Best-selling book feels like fiction but resembles an unconventional Sunday school lesson

By Drew Halfnight


The Shack: Where Tragedy Confronts Eternity
By William P. Young
(Windblown Media) $15.99


In William P. Young’s debut best-seller The Shack, an Oregon man returns to the site of his youngest daughter’s murder at the hands of a serial killer only to find that the backwoods shack where the killing took place has morphed into a commodious alpine chalet where God, Jesus and the Holy Spirit live.

God appears as a heavy-set black woman who utters clichés like “Sho’ nuff” and “That’s jes’ the way I is” as she tends to her scones. Jesus is a bearded Semite in shirt sleeves, and the Holy Ghost is a “small, distinctively Asian” wraith of a woman. The three engage the aggrieved dad in a series of Socratic dialogues, helping him reconcile his pent-up bitterness through Christian love.

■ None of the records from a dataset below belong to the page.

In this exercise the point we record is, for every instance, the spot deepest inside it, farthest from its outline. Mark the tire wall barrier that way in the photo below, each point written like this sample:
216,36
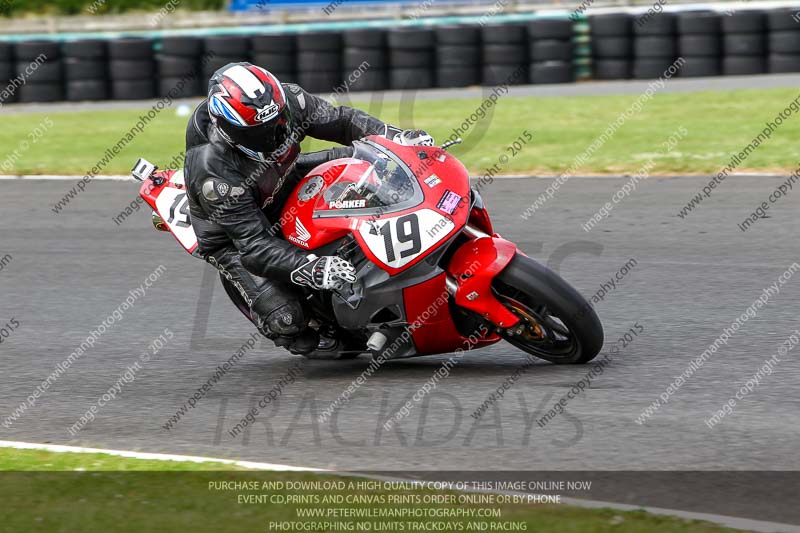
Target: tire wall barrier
711,43
608,46
132,68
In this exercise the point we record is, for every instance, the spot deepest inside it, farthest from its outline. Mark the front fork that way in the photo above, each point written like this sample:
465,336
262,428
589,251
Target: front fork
473,268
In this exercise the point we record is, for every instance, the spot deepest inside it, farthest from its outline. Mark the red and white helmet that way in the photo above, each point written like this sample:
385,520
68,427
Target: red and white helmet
249,109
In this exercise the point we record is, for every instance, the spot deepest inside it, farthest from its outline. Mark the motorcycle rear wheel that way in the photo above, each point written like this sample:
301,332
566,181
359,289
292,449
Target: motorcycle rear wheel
558,324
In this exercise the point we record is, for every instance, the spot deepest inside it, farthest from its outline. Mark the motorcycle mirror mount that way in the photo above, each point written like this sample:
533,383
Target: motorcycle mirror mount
448,144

If the reader finds the intrigue at the centre of The Shack a touch lugubrious, the prose under-inspired and the characters less than fully rounded, it’s because these elements are mere vehicles for the book’s doctrine. The Shack looks and feels like fiction but is, in fact, a prolonged and unconventional Sunday school lesson.

At one point, Jesus rails against the economy, politics and religion, which he dubs the “trinity of terrors.” Among other attempts at theological controversy: the Father and Holy Spirit were on the cross with Jesus; the Trinity does not interrelate hierarchically; God is two-thirds female; and God is a mix of African, Jewish and Asian.

The reader of The Shack will look in vain for narration that does not somehow point back to the author, whose own “great loss” is announced on the back cover. Young’s voice lurks behind every speaking part in this drama. Even his taste in music intrudes in the form of repeated references to Bruce Cockburn.

At some stage, most readers will likely feel alienated from the story — perhaps most acutely during the book’s climax, when Young, in the characters of Jesus and the grieving dad, scorns all man-made systems, looks down on church people who “love Jesus” but have “sold out to religious activity and patriotism” and suggests all people, including “Americans and Iraqis, Jews and Palestinians,” are bound to become sons and daughters of a Christian Father.

On the plus side, Young is well-intentioned and possesses an evolved understanding of his own faith. These factors alone make the pages of The Shack turnable enough.